We’ve gotten pretty good at numbing our emotions, but do we ever consider what makes us passionate? What gets our blood pumping? What excites us and arouses our emotions? And, most importantly, how do we channel those deep feelings into positive action?

This week’s parshah,Vayigash, describes the heart-wrenching reunion between Jacob and his beloved son, Joseph. For 22 agonizing years, they had been separated, with Jacob fearing the worst. What will happen at their first meeting?

Joseph’s emotional response is expected; he falls on his father’s neck and weeps (Gen 46:29).

Jacob’s reaction, however, is unusual. He does not embrace or kiss Joseph.
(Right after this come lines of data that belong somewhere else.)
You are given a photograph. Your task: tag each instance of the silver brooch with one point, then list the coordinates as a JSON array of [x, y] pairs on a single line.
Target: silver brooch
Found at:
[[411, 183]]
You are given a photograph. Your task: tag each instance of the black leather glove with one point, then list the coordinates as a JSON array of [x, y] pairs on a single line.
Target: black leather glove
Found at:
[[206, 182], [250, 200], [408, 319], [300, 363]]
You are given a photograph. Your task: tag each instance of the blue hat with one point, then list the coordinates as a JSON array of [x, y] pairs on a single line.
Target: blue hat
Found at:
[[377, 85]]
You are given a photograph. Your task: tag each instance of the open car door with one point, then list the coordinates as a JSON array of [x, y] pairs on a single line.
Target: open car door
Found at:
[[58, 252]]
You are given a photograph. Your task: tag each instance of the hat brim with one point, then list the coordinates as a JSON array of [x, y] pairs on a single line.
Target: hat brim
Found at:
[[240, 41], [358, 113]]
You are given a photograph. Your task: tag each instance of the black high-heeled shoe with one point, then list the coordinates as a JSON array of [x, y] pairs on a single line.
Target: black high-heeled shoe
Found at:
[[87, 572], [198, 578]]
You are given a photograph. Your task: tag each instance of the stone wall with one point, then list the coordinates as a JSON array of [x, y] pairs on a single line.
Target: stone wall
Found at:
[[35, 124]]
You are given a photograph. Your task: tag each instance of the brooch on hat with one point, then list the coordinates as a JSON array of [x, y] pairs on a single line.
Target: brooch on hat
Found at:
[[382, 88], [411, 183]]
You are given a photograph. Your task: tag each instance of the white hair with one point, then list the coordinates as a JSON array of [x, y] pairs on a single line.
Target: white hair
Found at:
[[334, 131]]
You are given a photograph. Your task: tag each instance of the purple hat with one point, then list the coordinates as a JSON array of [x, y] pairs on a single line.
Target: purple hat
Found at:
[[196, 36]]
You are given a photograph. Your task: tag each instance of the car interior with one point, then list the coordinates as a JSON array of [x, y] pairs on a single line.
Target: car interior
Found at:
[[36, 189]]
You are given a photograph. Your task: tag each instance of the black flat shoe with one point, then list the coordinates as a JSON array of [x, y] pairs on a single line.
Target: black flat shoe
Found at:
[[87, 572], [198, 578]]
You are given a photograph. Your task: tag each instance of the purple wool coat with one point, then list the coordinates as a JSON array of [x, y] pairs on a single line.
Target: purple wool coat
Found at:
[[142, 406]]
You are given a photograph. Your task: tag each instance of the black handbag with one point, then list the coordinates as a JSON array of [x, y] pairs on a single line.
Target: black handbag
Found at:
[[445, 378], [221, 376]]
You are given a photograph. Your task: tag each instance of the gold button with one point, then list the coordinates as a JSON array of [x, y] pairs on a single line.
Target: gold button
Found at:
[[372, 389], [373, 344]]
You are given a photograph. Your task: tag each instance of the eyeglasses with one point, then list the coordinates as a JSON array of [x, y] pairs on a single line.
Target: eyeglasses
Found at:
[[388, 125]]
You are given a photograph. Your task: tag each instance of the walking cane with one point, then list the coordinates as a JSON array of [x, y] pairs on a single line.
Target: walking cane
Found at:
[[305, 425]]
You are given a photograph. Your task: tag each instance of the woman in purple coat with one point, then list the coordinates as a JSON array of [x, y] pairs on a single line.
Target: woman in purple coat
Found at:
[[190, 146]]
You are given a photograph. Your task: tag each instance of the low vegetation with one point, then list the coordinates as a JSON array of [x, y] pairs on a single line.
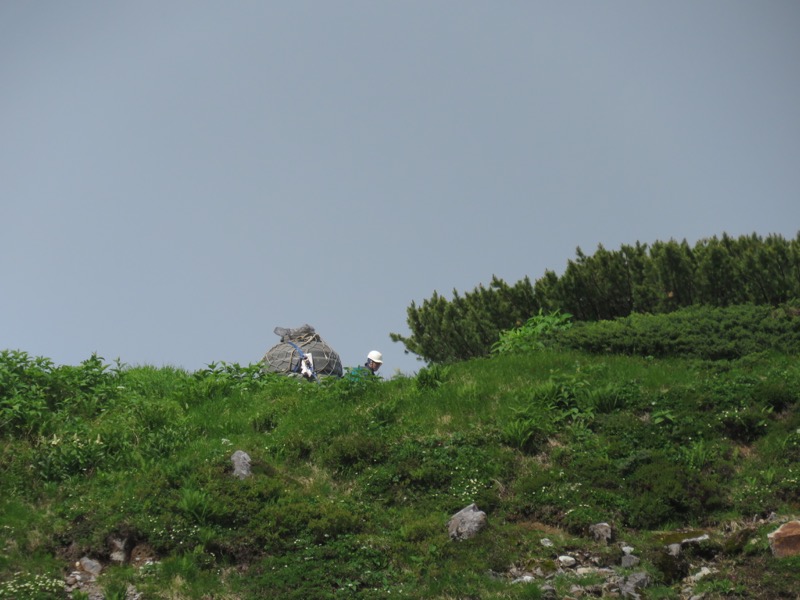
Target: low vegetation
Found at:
[[354, 480]]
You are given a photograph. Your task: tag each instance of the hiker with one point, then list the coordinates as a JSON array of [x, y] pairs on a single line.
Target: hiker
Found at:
[[374, 361]]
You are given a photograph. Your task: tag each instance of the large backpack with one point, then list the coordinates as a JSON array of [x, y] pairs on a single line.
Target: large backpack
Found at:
[[298, 346]]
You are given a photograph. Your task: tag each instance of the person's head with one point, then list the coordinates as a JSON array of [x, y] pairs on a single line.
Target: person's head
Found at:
[[374, 360]]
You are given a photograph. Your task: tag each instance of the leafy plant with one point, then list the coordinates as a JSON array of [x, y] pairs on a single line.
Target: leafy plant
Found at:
[[534, 334]]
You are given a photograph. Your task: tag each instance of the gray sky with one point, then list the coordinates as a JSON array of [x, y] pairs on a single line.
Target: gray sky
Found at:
[[178, 178]]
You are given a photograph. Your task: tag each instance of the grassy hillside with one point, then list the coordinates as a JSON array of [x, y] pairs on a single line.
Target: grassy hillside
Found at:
[[354, 480]]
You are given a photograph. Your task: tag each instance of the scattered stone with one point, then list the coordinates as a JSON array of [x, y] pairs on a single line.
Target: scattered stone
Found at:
[[141, 555], [602, 532], [567, 561], [704, 572], [629, 561], [241, 464], [466, 523], [635, 582], [548, 592], [90, 566], [118, 551], [696, 540], [785, 541]]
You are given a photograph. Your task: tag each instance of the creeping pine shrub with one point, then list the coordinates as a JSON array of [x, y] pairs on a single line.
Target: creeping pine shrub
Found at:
[[534, 334]]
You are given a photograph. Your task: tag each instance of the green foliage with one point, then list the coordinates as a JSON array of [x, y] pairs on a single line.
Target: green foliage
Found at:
[[614, 284], [533, 335], [26, 586], [696, 331]]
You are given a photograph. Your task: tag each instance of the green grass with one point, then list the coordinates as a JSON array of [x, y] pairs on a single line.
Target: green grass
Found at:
[[354, 481]]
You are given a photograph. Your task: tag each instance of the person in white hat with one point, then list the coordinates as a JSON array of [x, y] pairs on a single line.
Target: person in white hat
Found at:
[[374, 361]]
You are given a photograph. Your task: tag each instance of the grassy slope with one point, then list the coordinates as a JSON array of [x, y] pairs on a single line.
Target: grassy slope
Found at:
[[354, 481]]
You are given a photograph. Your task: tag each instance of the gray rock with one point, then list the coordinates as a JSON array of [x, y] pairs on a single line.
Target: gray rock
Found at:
[[602, 532], [241, 464], [567, 561], [633, 584], [674, 549], [90, 566], [466, 523], [785, 541], [629, 561]]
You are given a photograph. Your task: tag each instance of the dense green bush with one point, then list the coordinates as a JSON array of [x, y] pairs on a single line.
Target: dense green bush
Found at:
[[696, 331]]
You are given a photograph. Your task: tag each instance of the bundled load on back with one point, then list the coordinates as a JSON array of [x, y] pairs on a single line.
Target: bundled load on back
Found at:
[[302, 352]]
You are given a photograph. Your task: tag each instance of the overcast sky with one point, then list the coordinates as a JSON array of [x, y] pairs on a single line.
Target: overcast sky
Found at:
[[178, 178]]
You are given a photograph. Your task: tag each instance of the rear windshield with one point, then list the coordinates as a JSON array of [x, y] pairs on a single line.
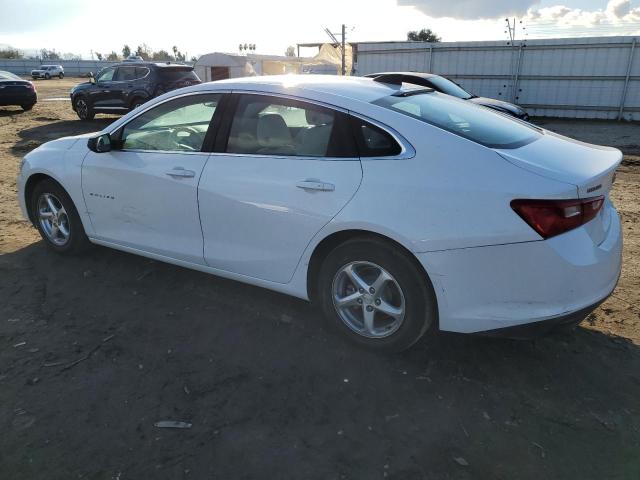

Instead, he recites the Shema prayer (Rashi, ibid).

Why did Jacob choose this profoundly passionate, heartfelt moment to occupy himself with prayer?

The Chassidic Masters explain: Jacob knew that never in his life would his love be aroused as it was at that moment. So he chose to utilize this tremendous welling of emotion to serve His Creator, channeling it to fuel his love for G‑d.

Imagine how many tears Jacob shed during those long, anguished years. Finally, he is reunited with a child who was torn from him during his tender teen years. As Jacob’s heart spills over with an overabundance of love and gratitude, he chooses to channel those feelings into prayer.

As a parent, I often wonder, when do our children see us express our passion? In what situations do they see us express great joy or grief?

Do our children see our regret over the huge sale we missed or the expensive dish that broke, or do they see us exult over the kindness that they just exhibited? Do they witness our weighted pressures over financial matters, or do they see our eagerness and delight in helping another? What messages are we giving them about what is truly important to us?

And, in our happiest (or saddest) moments, how do we channel our most deep-felt emotions? Do we use our moments of intense happiness to give thanks and appreciation to our Creator? Do we use our successes and good fortune to remember the plight of others?

As he descends to Egypt, Jacob enters his final chapter of life. He will now prepare his children for their destiny of becoming the nation worthy of receiving the Torah, with the ultimate goal of transforming our world into G‑d’s intended home.

Through his reaction at this most passionate moment of his life, Jacob imparts an essential message for us during our own life journeys, throughout our long exile.

He teaches us to ask: What makes us passionate, and how can we direct our greatest passions in the most positive ways?